An additional factor must be considered when a new performance measurement system is adopted. As discussed above, when data for a new measure are first collected, in many cases, states will have little ability to predict their performance in advance - either because the program is new and there is no past performance, or because the data collection requirement is new and there are no baseline data. This uncertainty about performance levels appears to have very different consequences depending on whether a bonus or a penalty is involved.
In the context of penalties, performance uncertainty appears to lead to highly risk-averse behavior. For example, in defining work activities in which welfare recipients could participate, many states initially restricted the permissible activities to those that could be counted toward the federal work participation rate. Now that a few years of data are available, many states have discovered that they are in no danger of being penalized and have expanded the range of activities they allow for participants. Some states now include, for instance, educational activities not directly related to employment (including high school and equivalency programs, basic and remedial education, English as a Second Language, and post-secondary education), which counted toward the participation requirement under JOBS, among the permissible activities for TANF participants when determined appropriate.

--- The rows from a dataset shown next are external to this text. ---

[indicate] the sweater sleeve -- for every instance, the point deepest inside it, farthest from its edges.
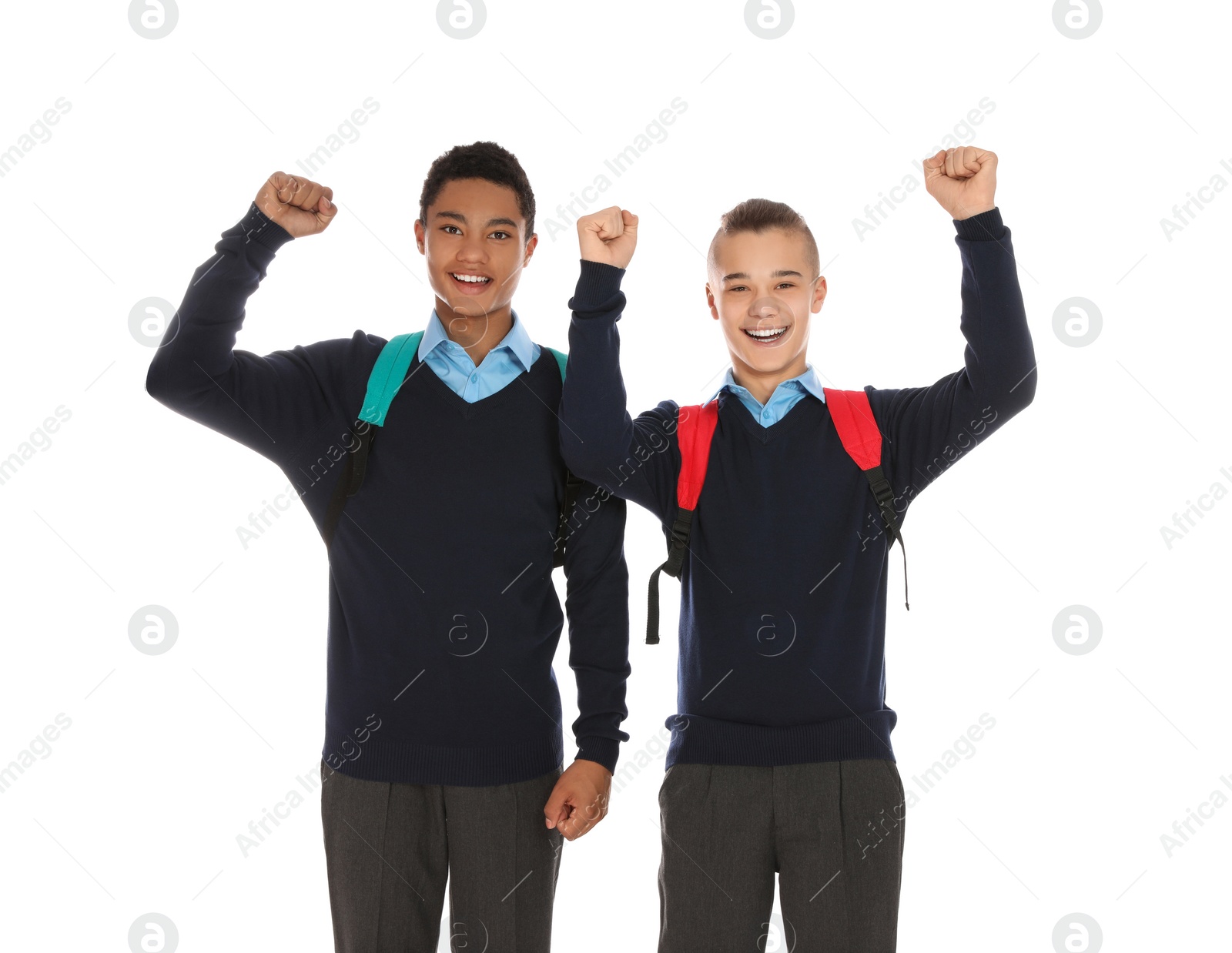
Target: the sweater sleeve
(638, 458)
(928, 429)
(274, 404)
(597, 605)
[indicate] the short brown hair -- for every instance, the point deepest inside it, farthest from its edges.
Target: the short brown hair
(762, 215)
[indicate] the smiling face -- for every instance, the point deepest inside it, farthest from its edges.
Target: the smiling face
(762, 291)
(474, 240)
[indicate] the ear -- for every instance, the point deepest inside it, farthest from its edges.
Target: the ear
(819, 295)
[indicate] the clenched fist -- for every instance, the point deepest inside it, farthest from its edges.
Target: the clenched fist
(962, 180)
(579, 799)
(609, 236)
(301, 206)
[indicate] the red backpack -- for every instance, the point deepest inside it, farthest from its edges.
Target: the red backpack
(695, 427)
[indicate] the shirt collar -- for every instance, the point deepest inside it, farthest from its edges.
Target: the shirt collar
(807, 381)
(517, 341)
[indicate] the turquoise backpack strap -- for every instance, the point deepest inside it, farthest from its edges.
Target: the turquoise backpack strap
(572, 485)
(387, 376)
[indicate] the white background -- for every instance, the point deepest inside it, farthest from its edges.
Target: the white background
(1061, 807)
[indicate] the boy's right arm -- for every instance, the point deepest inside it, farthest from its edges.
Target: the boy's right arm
(276, 403)
(636, 460)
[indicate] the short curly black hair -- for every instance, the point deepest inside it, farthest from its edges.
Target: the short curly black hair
(480, 160)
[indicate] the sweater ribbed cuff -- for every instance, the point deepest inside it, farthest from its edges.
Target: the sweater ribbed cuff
(601, 750)
(985, 227)
(264, 230)
(598, 285)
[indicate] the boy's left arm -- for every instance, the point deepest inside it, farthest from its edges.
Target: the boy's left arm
(597, 605)
(927, 429)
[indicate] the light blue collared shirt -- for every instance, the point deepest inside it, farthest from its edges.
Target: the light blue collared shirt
(784, 398)
(451, 363)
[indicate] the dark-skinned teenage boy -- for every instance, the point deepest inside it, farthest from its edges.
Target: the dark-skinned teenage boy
(443, 722)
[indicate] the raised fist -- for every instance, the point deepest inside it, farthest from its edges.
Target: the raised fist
(962, 180)
(301, 206)
(609, 236)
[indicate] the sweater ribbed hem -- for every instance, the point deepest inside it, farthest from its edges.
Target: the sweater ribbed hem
(985, 227)
(711, 741)
(410, 764)
(597, 289)
(264, 230)
(603, 750)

In the context of bonuses, uncertainty appears to lead to a "wait-and-see" attitude. Without a solid idea of either how much effort is needed to achieve a certain level of performance or the potential payoff (including the size of the bonus), some states may be unwilling to invest much effort or money in order to improve their ratings. For example, in many cases, the states that received bonuses in the first year of the High Performance Bonus were those that had made investments in work and work supports even before the interim performance criteria were announced. It would not be surprising to see other states - particularly those that were close to receiving bonuses - now begin to make or expand their investments in these areas.
One possible means of mitigating the negative consequences of this asymmetry would be to implement a new measurement system in phases, beginning first with bonuses for high performers and adding penalties only after several years of experience with the measures, when more information would be available to use in setting standards. This approach was recommended by a participant in the consultation in post-consultation correspondence.
2. In program evaluation literature, the impacts of a program are defined as the differences in outcomes between a group who participated in the program compared to the average outcomes the group would have achieved had they not participated. In a formal evaluation, this comparison is most reliably estimated by randomly assigning individuals to an experimental group that participates in the program or to a control group that does not and comparing their outcomes. Because the experimental and control groups are randomly assigned, any differences in their outcomes can be assumed to be caused by the program being evaluated.
3. In FY 1999, 15 states or territories did not serve two-parent families under the TANF program. They either served two-parent families entirely through separate state programs so the TANF two-parent participation requirements did not apply or did not serve two-parent families at all. (HHS, 2000(a)).